New antibacterial coatings for medical implants will prevent infections

The coating consists of a combination of zinc oxide particles with antibacterial activity and hydroxyapatite particles, which is a calcium and phosphate mineral that also makes up the bones and teeth in our body, which helps the process of absorbing the implant in the body

In the world of medicine, there are currently a variety of implants for different purposes, from screws to connect bones to springs that prevent blockage of arteries. The implants mostly consist of metallic or plastic materials. Today, the procedure of transplanting implants is considered relatively safe and common, and millions of people around the world enjoy an upgraded quality of life thanks to it. However, the introduction of any foreign bone into the body brings with it risks of infections and a fusion problem between the implant and the tissues. To prevent these phenomena, "smart" coatings for implants have been developed in recent years.

In a new article by Uri Gawli from the research group of Prof. Danny Mandler from the Institute of Chemistry at the Hebrew University, and recently published in the journal 'Nano Materials', a new method for coating metallic implants with a bi-functional coating was presented. The coating consists of a combination of zinc oxide particles with antibacterial activity and hydroxyapatite particles, which is a calcium and phosphate mineral that also makes up the bones and teeth in our body, which helps the process of absorbing the implant in the body. How is the coating created? At first, the nanoparticles of the dust oxide ZnO and hydroxyapatite are created separately. After that, a small amount of organic additive is added to them, which expands and stabilizes them in the solution and gives them a positive charge. In the final step, a negative voltage is applied to the metallic implant that you want to observe, and the positive charge created on the particles causes them to sink onto the metal.

One of the significant advantages of this method, as opposed to others, is that it can be used to uniformly coat conductive substrates with complex geometry, such as screws. Also, in the accepted approach today, coating implants with hydroxyapatite is done by the spraying method at a very high temperature. Hence it is not possible to introduce a drug into hydroxyapatite in one step. In the new method, the drug is inserted as part of the hydroxyapatite coating.
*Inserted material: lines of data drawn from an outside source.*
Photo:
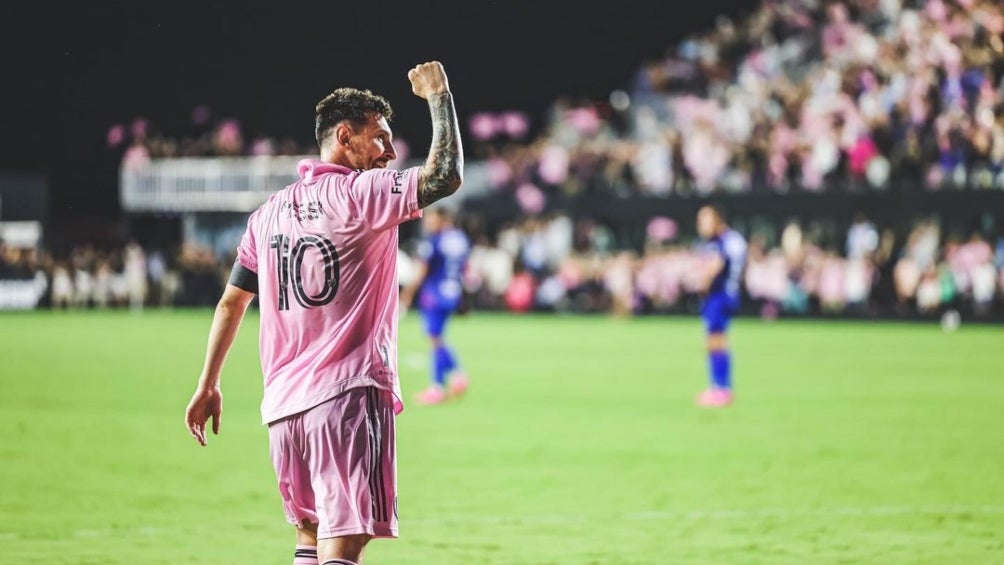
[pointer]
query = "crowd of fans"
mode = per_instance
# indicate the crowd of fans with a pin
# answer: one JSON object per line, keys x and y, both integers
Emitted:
{"x": 553, "y": 263}
{"x": 800, "y": 95}
{"x": 142, "y": 140}
{"x": 556, "y": 264}
{"x": 808, "y": 95}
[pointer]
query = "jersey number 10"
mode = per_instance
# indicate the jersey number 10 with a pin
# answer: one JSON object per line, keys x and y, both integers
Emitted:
{"x": 289, "y": 264}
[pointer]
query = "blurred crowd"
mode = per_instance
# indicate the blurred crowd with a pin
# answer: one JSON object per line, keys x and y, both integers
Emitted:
{"x": 552, "y": 263}
{"x": 207, "y": 135}
{"x": 800, "y": 95}
{"x": 130, "y": 276}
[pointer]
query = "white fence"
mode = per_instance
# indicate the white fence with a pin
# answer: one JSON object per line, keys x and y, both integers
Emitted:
{"x": 227, "y": 184}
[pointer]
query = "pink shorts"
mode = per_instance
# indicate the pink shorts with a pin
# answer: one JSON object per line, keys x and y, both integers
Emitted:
{"x": 335, "y": 465}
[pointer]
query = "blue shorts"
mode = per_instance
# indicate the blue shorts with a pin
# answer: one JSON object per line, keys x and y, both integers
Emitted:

In order to test the antibacterial activity of the coating, a comparison was made between a coated titanium surface and a bare surface. A significant growth of bacteria was observed on the exposed titanium surface, while no bacteria grew at all on the coated surface. In addition, the toxicity of the coating to human cells was tested, and it was found that the coating does not interfere with cell growth at all, which shows the high suitability of the coating for implants. These successful trials increase the chance that implants with this unique coating will indeed be suitable for medical use in the future.

Using a similar method, the researchers hope to add additional substances such as growth factors to hydroxyapatite. This approach can be applied to the coating of various implants such as dental implants with different and diverse coatings and hence it opens an opening for the preparation of "smart" implants in a simple and efficient way.

According to Prof. Mandler, "the field of functional coatings (the 'smart' ones) is developing at an incredible pace. In the field of medicine especially, there is a demand for coatings that will have multiple functions and the way of their placement will be simple. The approach presented in this work uses electrochemistry as the way of applying coatings, an approach that is used relatively little and at the same time, as you can see, gives significant advantages over other traditional approaches."